The highest point in Pennsylvania is the lowest point in Colorado. Alice had read this on one of the maps Sam had tacked up to decorate his office at the Speedy Garage. The walls’ faded mustard paint job was nearly hidden under bumpy pale pink and green relief maps, annotated maps of states other than their own, and archaic town maps with long-lost structures delineated in copper-plate script: railroad bridge, dairy farm, lunatic hospital.

Alice used to think the maps meant Sam appreciated planning as much as she did, that he understood the expectations invested in ivory notecards and tasting menus, their notarized claim on the future. But maps were also what you saw in real time when you flew above the land, west to east, so high that there were no people visible on the checkerboard of suburbs and cornfields as rust-colored cliffs gave way to slate hills and green valleys. I’ve fallen in love, he said, once at the beginning and once at the end.

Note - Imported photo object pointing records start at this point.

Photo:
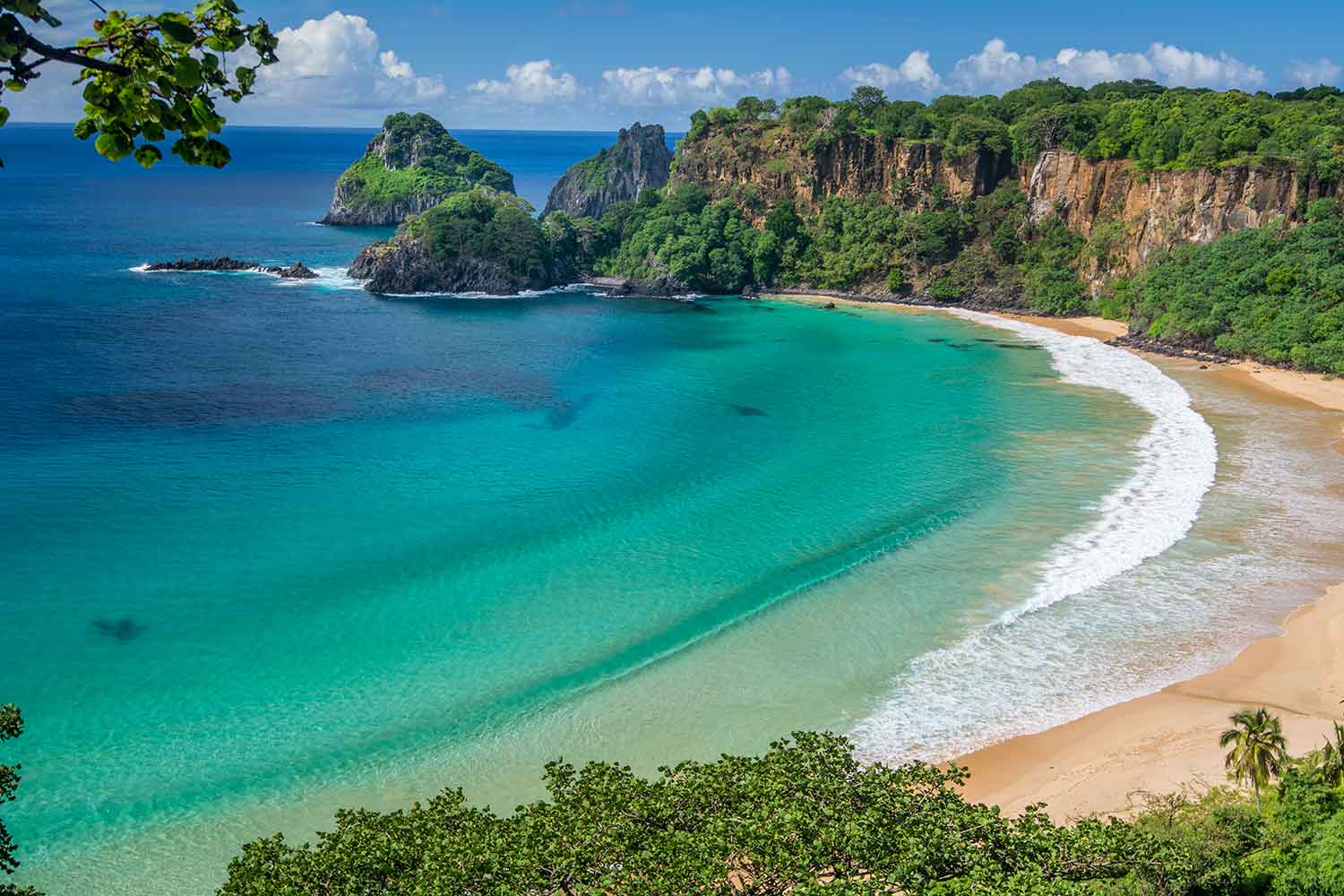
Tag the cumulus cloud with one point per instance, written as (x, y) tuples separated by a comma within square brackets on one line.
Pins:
[(530, 82), (336, 62), (674, 86), (914, 73), (996, 67), (1309, 74)]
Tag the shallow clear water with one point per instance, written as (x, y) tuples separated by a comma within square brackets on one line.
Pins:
[(273, 548)]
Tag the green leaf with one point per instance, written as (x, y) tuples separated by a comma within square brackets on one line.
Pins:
[(177, 29), (185, 72), (113, 147), (148, 156)]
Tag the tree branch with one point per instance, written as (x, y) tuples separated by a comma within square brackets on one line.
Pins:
[(75, 58)]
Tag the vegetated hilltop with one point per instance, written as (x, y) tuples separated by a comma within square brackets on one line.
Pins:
[(1051, 199), (640, 160), (808, 817), (478, 241), (411, 166)]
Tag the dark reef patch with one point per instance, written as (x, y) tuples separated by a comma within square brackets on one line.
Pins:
[(746, 410), (123, 630)]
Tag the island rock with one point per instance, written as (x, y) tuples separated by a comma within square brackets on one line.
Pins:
[(483, 241), (225, 263), (639, 160), (411, 166)]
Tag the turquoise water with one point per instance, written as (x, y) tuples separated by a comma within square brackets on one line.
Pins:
[(276, 548)]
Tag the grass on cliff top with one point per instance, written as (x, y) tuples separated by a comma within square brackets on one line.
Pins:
[(444, 166), (1156, 126), (487, 225)]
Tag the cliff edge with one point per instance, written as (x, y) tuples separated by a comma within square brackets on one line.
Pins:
[(639, 160)]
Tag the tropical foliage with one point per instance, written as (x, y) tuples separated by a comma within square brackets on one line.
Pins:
[(1276, 293), (1255, 748), (418, 159), (144, 75), (11, 726), (487, 225), (1156, 126), (806, 817)]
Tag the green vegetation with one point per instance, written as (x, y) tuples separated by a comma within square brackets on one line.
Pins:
[(418, 158), (951, 249), (1274, 295), (806, 817), (1140, 120), (144, 77), (487, 225), (11, 726)]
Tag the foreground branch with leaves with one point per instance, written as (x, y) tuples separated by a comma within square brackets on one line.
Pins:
[(144, 77)]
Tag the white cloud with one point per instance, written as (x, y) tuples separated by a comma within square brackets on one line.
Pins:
[(1311, 74), (914, 72), (674, 86), (997, 69), (336, 62), (531, 82)]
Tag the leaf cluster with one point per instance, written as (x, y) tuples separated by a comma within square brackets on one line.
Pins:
[(144, 75)]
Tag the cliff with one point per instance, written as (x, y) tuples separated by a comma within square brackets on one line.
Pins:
[(780, 166), (639, 160), (1148, 211), (481, 241), (1156, 211), (411, 166)]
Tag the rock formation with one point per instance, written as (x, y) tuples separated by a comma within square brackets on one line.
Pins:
[(411, 166), (639, 160), (476, 242), (225, 263)]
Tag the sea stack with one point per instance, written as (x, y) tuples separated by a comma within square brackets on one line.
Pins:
[(639, 159), (411, 166)]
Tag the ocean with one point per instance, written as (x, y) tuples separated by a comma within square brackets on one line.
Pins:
[(271, 548)]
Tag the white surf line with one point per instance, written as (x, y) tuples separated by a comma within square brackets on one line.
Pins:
[(952, 700), (1156, 506)]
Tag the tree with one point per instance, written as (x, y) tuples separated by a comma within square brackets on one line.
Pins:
[(1258, 750), (804, 813), (11, 726), (144, 75), (1332, 758), (868, 99)]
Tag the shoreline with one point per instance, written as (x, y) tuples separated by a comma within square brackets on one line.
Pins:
[(1109, 761)]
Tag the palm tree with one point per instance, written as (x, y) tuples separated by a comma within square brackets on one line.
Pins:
[(1258, 748), (1332, 758)]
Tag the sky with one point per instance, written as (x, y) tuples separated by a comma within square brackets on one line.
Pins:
[(599, 65)]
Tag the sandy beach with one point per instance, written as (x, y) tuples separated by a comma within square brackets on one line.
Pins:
[(1110, 761)]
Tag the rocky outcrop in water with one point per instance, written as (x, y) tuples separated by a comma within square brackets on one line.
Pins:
[(476, 242), (639, 160), (225, 263), (411, 166)]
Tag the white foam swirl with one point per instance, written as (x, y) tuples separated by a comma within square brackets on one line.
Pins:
[(1142, 517)]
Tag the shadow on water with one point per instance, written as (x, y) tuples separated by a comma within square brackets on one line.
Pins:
[(123, 630), (564, 413)]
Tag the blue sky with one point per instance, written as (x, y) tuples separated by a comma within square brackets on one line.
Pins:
[(602, 64)]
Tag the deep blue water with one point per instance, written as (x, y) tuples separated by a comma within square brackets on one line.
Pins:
[(271, 548)]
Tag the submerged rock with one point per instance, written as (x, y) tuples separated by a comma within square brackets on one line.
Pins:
[(639, 160), (411, 166), (225, 263)]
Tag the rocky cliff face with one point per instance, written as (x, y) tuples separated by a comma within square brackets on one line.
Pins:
[(854, 166), (411, 166), (1147, 212), (1158, 210), (639, 160)]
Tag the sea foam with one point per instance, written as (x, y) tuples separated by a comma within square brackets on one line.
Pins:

There were many times in the middle, as well, or Alice wouldn’t have traveled so far down the road of Hawaiian tickets and cake toppers, pew ribbons and arguments with the DJ, but it was the first and last times that mattered, as always. You can fall a lot farther in Colorado, she’d wanted to say. We’re next door to the Grand Canyon.

to be continued…


“Waiting for the Train to Fort Devens” Now Online at The Rose & Thorn


My flash fiction piece “Waiting for the Train to Fort Devens, June 17, 1943”, is now online in the Winter 2010 issue of The Rose & Thorn, a quarterly journal of literature and art. This story was inspired by an archival photo of young men from Western Massachusetts going off to World War II, republished in the Florence Savings Bank calendar. The photo’s owner, Sharon Matrishon, whose father is featured in the image, kindly allowed us to reprint it on The Rose & Thorn page. Here’s the opener:

This photograph was taken right before forty boys turned into soldiers. In fairy tales, transformations are sudden, painless. Seven brothers lift up their white arms in unison and become swans. Forty comical thieves peek out of fat-bellied oil jars. But these forty men waiting for the train to Fort Devens will have a long way to go before they all become the same.

They line up, as if for a yearbook portrait, beneath the slatted wooden balcony of the old Bay State Hotel, which must have been a cheap hotel because its front porch is only a dozen feet from the railroad tracks. A place for salesmen and card sharps, or girls who thought they needed to make a quick getaway from their parents’ sleepy fireside. Some of these boys might have taken a girl to the Bay State Hotel after a night of confused carousing, hooked up by an elder brother who offered a knowing wink that both annoyed and excited them. Some of these boys have never had the opportunity, and are distracting themselves from thoughts of German bullets by imagining the grateful softness of French girls in a farmhouse where a single candle burns in a wine bottle. These boys kissed Mary Sue or Ethel in the back seat at the drive-in and promised to wait for her, and she might have unhooked her bra even though she knew waiting was powerless against male hormones and the U.S. government.

In other writing news, my prose-poem “Possession” won the 2009 Robert J. DeMott Short Prose Prize from the journal Quarter After Eight. My poem “What Dora Said to Agnes” (a feminist response to David Copperfield) tied for third place in the 2009 Caesura Poetry Contest. Caesura is the literary journal of the Poetry Center San José.